2. Create the GitHub Actions Workflow File
  1. In your GitHub repository, navigate to the .github/workflows/ directory. If it doesn't exist, create it.
  2. Create a new YAML file inside this directory, for example, ci-cd.yaml.
  3. Paste the following YAML code into the ci-cd.yaml file:
name: CI/CD Pipeline to Azure App Service

on:
  push:
    branches:
      - main  # Replace if your primary branch is named differently

env:
  AZURE_REGISTRY_URL: <Your_ACR_Login_Server>
  APP_NAME: fastapi_app

jobs:
  build-and-push-to-acr:
    runs-on: ubuntu-latest
    
    steps:
    - uses: actions/checkout@v2

    - name: Log in to Azure Container Registry
      run: echo "${{ secrets.AZURE_REGISTRY_PASSWORD }}" | docker login ${{ env.AZURE_REGISTRY_URL }} -u ${{ secrets.AZURE_REGISTRY_USERNAME }} --password-stdin

    - name: Build and Push Image to ACR
      run: |
        docker build -t ${{ env.AZURE_REGISTRY_URL }}/${{ env.APP_NAME }}:latest .
        docker push ${{ env.AZURE_REGISTRY_URL }}/${{ env.APP_NAME }}:latest

  deploy-to-app-service:
    needs: build-and-push-to-acr
    runs-on: ubuntu-latest

    steps:
    - name: Azure Login
      uses: azure/login@v1
      with:
        creds: ${{ secrets.AZURE_CREDENTIALS }}

    - name: Deploy to Azure App Service
      run: |
        az webapp config container set --name <Your_App_Service_Name> --resource-group <Your_Resource_Group> --docker-custom-image-name ${{ env.AZURE_REGISTRY_URL }}/${{ env.APP_NAME }}:latest

Replace the placeholders like <Your_ACR_Login_Server>, <Your_Resource_Group>, and <Your_App_Service_Name> with your specific Azure information.
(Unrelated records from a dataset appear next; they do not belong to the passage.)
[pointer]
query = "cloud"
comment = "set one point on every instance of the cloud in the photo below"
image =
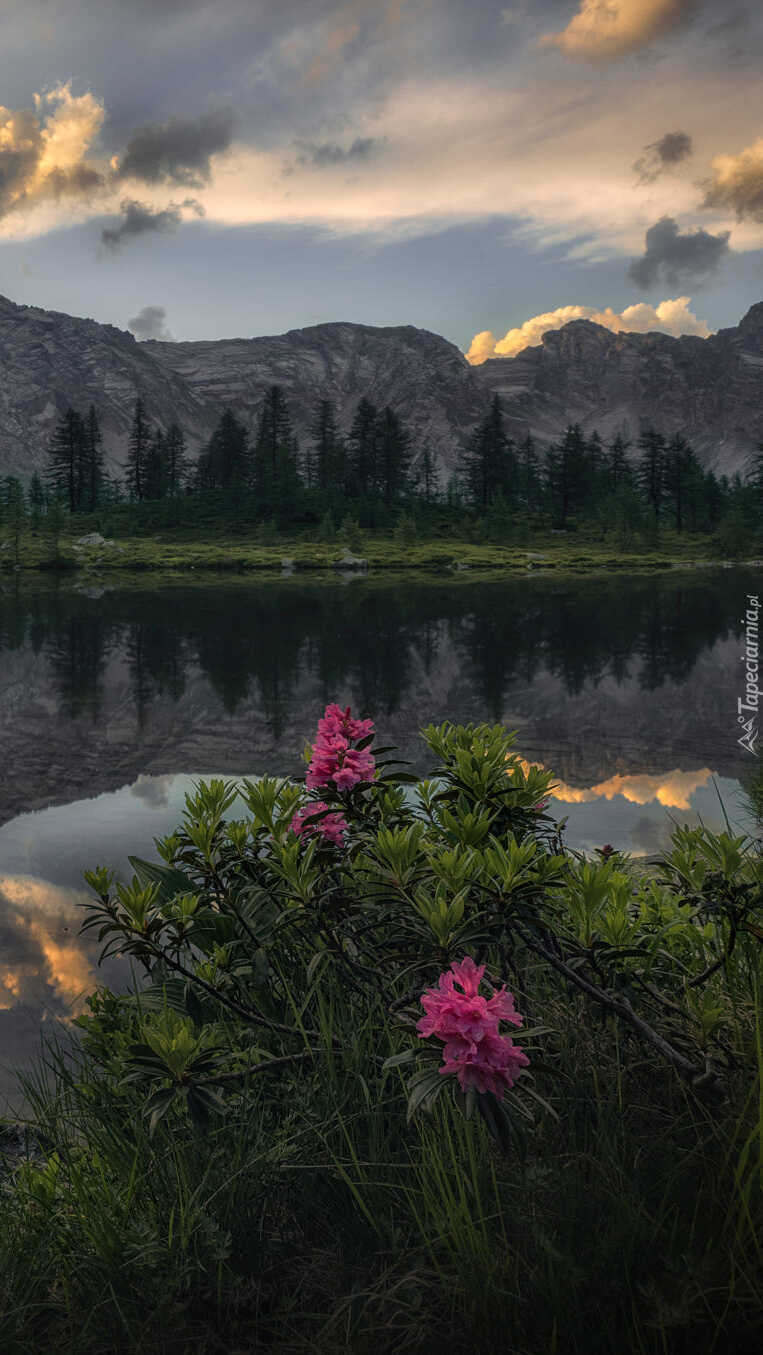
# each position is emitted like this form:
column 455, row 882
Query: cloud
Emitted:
column 668, row 151
column 138, row 218
column 178, row 152
column 149, row 324
column 737, row 183
column 328, row 153
column 672, row 258
column 42, row 149
column 670, row 317
column 603, row 30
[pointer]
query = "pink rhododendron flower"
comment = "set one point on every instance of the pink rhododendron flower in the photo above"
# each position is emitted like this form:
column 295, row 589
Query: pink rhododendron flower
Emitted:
column 336, row 721
column 332, row 827
column 468, row 1025
column 334, row 758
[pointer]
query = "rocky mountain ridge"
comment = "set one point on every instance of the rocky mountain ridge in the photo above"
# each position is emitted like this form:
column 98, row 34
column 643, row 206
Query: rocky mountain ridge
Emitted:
column 709, row 389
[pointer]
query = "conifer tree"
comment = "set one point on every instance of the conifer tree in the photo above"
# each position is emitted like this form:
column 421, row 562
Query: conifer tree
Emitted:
column 651, row 470
column 392, row 455
column 225, row 461
column 91, row 474
column 277, row 453
column 565, row 474
column 137, row 451
column 681, row 474
column 155, row 466
column 489, row 462
column 617, row 473
column 175, row 460
column 529, row 480
column 37, row 500
column 362, row 450
column 427, row 474
column 64, row 470
column 328, row 451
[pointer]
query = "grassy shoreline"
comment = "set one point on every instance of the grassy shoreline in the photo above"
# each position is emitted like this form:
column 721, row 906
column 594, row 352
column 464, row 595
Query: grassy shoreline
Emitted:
column 172, row 552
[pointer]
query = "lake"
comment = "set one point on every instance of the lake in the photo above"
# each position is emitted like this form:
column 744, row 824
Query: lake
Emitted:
column 115, row 697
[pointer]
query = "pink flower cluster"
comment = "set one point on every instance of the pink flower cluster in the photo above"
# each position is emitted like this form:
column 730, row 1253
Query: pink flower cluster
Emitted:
column 469, row 1027
column 332, row 827
column 334, row 758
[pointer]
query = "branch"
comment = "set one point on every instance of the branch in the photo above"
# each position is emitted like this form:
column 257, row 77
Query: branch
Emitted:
column 705, row 1077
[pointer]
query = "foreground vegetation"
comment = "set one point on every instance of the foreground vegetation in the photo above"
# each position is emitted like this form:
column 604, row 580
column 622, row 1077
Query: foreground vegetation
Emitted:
column 222, row 546
column 269, row 1147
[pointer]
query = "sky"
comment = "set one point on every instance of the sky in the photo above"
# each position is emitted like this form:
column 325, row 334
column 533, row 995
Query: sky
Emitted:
column 483, row 170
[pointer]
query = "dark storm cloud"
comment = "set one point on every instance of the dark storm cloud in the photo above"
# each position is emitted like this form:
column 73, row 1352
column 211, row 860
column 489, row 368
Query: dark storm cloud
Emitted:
column 151, row 324
column 179, row 151
column 140, row 220
column 330, row 153
column 659, row 155
column 678, row 259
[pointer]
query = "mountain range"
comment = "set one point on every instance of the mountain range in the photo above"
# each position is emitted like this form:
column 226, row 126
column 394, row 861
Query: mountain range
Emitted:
column 708, row 389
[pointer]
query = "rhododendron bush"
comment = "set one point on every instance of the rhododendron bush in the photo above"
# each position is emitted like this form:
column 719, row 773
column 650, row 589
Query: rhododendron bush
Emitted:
column 283, row 915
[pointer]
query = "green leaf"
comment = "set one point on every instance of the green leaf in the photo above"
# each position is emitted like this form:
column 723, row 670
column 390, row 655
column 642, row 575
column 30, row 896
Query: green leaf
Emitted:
column 170, row 880
column 407, row 1056
column 423, row 1090
column 156, row 1107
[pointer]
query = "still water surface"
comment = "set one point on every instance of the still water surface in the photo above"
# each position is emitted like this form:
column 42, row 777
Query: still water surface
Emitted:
column 113, row 699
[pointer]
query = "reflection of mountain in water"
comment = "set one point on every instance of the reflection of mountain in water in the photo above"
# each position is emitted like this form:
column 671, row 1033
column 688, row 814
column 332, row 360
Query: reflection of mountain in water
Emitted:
column 603, row 676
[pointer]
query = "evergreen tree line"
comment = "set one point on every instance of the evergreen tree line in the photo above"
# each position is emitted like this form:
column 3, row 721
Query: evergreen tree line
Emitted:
column 656, row 481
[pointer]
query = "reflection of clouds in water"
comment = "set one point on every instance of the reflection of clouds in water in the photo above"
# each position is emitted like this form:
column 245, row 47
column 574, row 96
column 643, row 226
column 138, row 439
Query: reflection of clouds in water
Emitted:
column 671, row 789
column 44, row 960
column 152, row 790
column 649, row 836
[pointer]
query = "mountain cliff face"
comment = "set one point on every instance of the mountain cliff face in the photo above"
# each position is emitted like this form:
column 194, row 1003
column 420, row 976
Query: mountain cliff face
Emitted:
column 50, row 361
column 423, row 377
column 709, row 389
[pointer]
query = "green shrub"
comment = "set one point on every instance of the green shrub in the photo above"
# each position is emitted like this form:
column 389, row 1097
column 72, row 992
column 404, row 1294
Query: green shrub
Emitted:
column 258, row 1148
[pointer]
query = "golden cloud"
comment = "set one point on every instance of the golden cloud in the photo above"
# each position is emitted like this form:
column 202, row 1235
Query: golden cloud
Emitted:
column 42, row 149
column 48, row 964
column 603, row 30
column 670, row 317
column 671, row 789
column 737, row 183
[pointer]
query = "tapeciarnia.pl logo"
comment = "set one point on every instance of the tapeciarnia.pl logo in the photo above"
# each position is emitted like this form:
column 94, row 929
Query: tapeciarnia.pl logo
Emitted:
column 748, row 705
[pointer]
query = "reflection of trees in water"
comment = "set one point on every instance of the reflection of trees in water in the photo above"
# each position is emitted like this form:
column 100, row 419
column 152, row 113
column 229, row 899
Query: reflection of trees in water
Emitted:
column 363, row 637
column 76, row 653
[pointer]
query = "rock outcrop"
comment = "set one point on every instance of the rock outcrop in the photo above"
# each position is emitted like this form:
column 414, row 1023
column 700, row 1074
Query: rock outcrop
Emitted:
column 709, row 389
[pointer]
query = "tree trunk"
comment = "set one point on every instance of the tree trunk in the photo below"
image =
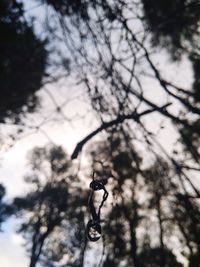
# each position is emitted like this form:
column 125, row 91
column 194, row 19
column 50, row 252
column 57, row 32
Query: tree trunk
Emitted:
column 162, row 252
Save and commit this file to your GitHub repository.

By adding this GitHub Actions workflow, each push to the main branch will automatically trigger a build of your FastAPI application's Docker image. The image will be pushed to Azure Container Registry and then deployed to your Azure App Service instance. This setup streamlines your development workflow, making it more efficient and reliable.